Post by goingup » Wed Jun 21, 2017 9:49 am

david99 wrote:
goingup wrote:
swguy wrote:You can go back to 2009 on the forum and read posts discouraging investing in lump sum, and promoting sitting on the sidelines because of valuations, etc. Hindsight seems to support those who weren't sitting.
It's never been BH mainline thinking to discourage lump sum investing or to promote sideline sitting. Jack Bogle says "invest we must" and that means even in the teeth of the storm like 2008-9.

There was one legendary poster, Adrian Neuvo (I think that's the right name), who famously put every bit of his portfolio into 100% equity near the absolute bottom of the Market in 2009. He was really ridiculed as a market timer, so much so that he quit posting around that time. It was noted that he had a generous pension coming upon retirement, but it was still a bold move. Made out like a bandit it seems. I have no idea what happened to him and whether his good fortune continued.

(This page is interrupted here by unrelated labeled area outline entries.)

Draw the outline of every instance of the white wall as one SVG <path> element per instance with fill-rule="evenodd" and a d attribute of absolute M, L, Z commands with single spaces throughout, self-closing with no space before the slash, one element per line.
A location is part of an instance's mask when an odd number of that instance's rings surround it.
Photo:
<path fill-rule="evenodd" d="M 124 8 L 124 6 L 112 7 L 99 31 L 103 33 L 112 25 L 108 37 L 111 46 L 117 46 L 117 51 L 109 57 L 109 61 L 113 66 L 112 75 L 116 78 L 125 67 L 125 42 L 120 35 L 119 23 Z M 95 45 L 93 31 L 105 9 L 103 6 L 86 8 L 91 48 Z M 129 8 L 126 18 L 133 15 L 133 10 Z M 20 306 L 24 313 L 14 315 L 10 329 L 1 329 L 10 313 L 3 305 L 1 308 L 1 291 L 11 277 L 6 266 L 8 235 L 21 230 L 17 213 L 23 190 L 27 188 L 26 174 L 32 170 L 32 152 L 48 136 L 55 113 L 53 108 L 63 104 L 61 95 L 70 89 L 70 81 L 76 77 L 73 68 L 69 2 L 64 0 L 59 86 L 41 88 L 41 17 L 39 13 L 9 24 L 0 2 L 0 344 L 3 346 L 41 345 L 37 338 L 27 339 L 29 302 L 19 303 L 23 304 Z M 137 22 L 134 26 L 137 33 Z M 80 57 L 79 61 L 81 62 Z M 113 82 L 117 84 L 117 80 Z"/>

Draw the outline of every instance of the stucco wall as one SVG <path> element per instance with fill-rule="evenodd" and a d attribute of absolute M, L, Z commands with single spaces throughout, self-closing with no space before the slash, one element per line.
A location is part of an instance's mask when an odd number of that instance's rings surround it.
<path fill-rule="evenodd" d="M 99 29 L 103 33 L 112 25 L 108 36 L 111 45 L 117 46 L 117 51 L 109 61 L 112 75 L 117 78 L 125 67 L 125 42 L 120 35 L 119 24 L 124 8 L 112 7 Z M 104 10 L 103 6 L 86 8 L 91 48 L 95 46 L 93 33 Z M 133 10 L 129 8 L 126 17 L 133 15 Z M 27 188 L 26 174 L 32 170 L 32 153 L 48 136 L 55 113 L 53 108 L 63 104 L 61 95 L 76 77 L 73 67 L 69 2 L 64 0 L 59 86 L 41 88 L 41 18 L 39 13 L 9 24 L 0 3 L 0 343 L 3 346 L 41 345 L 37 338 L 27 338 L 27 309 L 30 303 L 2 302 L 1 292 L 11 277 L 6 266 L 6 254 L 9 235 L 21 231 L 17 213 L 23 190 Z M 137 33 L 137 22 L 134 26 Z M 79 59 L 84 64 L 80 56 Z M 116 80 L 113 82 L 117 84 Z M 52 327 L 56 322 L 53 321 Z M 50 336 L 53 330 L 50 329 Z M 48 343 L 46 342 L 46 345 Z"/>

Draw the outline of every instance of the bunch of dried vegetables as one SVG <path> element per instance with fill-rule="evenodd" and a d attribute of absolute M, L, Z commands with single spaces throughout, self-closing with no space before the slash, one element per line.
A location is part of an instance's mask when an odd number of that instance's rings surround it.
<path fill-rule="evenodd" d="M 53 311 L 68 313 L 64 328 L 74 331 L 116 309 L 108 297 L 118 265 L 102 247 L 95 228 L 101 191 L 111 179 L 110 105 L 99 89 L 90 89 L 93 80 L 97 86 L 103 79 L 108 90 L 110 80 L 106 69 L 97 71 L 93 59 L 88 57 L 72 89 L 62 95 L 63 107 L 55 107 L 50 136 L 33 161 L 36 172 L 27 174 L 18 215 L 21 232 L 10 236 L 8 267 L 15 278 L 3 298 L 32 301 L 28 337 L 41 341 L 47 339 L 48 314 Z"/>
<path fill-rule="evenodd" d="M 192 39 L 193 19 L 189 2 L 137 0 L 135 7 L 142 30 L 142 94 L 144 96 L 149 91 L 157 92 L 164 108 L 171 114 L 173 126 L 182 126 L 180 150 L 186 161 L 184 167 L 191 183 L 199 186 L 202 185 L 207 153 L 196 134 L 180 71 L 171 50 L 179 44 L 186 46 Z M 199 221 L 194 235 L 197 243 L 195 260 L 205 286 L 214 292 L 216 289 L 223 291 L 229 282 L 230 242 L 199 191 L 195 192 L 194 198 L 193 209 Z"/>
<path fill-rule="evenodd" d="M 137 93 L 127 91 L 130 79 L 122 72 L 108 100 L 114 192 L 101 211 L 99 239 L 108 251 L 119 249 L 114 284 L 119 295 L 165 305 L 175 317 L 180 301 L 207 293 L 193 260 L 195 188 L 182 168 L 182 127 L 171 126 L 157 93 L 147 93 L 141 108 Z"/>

There were a few retired Bogleheads who were thinking of selling their stocks in 2008/2009. You can look back and find some of those threads. In hindsight they had too much invested in stocks for their risk tolerance ---- this is something that we can all learn from ---- know your risk tolerance.
I do remember that too. (Longtime lurker here.) There was much talk of Plan B (I hate to trot that phrase out again) and putting in the floor if "you can't afford to lose one more dollar". I don't remember much talk dissuading investing based on valuations, however, especially for those with still working.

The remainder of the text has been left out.